Timed or periodic events can be generated as follows:

Figure 3.3: Value Retrieval by Event: ACS Monitors

All events will be time stamped with the time at which the value has been acquired (as opposed to the time of delivery of the event). Timed events will be triggered "timers" such that the requested time is the time of acquisition of the value, and not the time of delivery which depends on the network characteristics.

The monitor class provides methods to suspend, resume and destroy the monitor itself.
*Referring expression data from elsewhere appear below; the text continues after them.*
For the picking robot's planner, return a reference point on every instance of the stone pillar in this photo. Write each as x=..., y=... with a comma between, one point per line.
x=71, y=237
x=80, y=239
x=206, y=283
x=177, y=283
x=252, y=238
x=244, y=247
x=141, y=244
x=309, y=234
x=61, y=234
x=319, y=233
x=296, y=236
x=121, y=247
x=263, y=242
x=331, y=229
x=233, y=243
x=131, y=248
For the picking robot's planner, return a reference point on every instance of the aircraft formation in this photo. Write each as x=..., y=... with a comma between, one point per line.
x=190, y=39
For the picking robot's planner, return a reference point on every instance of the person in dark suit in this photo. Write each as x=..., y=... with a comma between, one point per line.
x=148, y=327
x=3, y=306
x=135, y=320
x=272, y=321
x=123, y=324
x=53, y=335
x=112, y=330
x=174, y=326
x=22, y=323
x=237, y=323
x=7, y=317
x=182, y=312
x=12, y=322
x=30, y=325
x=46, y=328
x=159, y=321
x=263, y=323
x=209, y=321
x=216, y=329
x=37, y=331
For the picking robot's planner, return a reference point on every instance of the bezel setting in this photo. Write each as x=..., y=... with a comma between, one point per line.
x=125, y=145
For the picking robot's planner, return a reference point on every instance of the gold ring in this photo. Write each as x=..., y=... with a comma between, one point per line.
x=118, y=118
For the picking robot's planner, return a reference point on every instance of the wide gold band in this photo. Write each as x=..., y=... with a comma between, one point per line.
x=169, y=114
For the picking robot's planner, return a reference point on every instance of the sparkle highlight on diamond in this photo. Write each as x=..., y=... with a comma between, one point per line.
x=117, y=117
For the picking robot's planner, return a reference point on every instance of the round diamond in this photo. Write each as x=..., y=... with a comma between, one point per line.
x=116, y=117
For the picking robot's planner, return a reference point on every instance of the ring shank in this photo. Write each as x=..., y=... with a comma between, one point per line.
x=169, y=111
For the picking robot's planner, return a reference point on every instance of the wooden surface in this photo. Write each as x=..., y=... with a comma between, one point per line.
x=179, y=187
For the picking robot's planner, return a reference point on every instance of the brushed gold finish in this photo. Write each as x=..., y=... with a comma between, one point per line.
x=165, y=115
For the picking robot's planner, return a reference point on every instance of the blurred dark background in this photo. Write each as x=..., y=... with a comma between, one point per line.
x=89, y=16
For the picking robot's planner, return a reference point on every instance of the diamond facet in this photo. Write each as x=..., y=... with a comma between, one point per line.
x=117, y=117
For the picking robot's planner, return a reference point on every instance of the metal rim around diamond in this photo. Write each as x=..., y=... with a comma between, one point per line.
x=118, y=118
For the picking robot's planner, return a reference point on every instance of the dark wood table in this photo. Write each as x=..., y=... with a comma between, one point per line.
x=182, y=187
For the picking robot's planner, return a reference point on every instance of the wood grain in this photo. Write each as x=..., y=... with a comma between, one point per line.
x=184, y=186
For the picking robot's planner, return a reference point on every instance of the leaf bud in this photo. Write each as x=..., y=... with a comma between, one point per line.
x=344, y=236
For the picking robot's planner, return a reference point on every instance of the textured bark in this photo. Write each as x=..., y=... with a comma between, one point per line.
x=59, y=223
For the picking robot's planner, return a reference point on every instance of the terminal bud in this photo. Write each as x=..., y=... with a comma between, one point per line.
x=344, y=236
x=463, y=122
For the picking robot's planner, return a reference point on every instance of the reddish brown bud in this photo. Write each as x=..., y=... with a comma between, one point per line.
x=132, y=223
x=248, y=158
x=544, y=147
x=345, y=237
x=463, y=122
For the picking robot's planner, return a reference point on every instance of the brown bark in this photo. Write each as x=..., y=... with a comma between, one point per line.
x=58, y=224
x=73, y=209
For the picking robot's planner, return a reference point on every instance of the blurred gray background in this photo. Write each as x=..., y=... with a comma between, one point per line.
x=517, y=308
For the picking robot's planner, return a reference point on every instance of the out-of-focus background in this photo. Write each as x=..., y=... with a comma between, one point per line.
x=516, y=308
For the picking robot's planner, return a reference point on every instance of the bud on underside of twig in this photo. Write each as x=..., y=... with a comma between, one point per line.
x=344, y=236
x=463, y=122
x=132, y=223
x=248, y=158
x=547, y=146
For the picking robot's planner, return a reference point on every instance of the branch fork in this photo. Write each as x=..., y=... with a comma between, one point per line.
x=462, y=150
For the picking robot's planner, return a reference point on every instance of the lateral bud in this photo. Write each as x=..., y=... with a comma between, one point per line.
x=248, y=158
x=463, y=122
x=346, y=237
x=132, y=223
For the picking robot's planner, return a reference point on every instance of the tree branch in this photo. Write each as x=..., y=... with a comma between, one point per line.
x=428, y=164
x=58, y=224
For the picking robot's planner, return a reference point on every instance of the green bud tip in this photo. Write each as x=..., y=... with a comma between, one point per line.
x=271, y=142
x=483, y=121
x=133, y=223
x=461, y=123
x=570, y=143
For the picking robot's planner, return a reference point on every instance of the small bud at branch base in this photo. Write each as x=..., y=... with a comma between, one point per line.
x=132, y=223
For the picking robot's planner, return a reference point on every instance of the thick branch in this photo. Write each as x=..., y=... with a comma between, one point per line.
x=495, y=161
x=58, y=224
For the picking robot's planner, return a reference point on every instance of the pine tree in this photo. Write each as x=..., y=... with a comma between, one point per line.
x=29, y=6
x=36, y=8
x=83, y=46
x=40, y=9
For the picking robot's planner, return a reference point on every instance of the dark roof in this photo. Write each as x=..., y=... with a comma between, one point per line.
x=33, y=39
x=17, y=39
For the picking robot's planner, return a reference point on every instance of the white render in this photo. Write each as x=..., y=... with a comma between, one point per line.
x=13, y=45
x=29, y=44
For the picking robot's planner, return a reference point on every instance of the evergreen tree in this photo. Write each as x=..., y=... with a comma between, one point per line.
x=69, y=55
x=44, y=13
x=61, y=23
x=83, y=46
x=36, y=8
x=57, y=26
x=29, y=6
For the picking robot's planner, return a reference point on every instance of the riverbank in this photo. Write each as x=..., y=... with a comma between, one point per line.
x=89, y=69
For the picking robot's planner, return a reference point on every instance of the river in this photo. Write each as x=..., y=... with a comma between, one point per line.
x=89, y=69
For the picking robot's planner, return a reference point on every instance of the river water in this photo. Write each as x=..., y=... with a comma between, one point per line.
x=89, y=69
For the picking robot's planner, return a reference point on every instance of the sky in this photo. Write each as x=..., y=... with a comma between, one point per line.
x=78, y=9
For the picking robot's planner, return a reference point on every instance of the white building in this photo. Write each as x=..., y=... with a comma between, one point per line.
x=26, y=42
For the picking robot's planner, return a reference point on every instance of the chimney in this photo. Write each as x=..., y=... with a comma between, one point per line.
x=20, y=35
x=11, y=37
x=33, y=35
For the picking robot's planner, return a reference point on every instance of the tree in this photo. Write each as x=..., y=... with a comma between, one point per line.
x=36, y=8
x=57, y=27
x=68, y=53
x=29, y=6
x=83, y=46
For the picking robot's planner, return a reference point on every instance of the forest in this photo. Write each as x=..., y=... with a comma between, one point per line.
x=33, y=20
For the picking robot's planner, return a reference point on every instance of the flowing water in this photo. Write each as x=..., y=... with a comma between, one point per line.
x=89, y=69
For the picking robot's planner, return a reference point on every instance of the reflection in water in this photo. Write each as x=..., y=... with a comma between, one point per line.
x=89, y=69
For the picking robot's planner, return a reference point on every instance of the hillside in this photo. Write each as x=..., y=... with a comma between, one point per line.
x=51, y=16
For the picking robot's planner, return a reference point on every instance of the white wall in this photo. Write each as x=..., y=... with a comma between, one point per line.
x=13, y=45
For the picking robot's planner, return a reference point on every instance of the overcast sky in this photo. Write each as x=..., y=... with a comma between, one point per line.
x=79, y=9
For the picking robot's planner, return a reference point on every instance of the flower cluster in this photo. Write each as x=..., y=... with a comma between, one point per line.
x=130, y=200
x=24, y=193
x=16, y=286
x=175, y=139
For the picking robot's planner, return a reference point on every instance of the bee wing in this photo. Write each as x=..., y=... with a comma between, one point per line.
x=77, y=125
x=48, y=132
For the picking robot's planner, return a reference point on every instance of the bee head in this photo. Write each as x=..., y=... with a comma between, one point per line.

Note: CAN-Properties will have to implement notification on change also for CAN monitor points although CAN monitor points do not provide a specific support via HW or in the drivers. This can/should be done via polling. If there are clients registered on events on change, an ACS monitor is used to poll and to generate events in case of change of the value of the monitor point. The poll rate is defined by the characteristic change frequency. The polling frequency determines the time resolution of the event-on-change. (implementation not foreseen for ALMA)

Note: For performance optimization, the final implementation will not leave to the single Characteristic Component Properties the responsibility of managing timers, but a local centralized manager will take care of that, transparently to client applications. More details will be given in the ACS design. (implementation not foreseen for ALMA)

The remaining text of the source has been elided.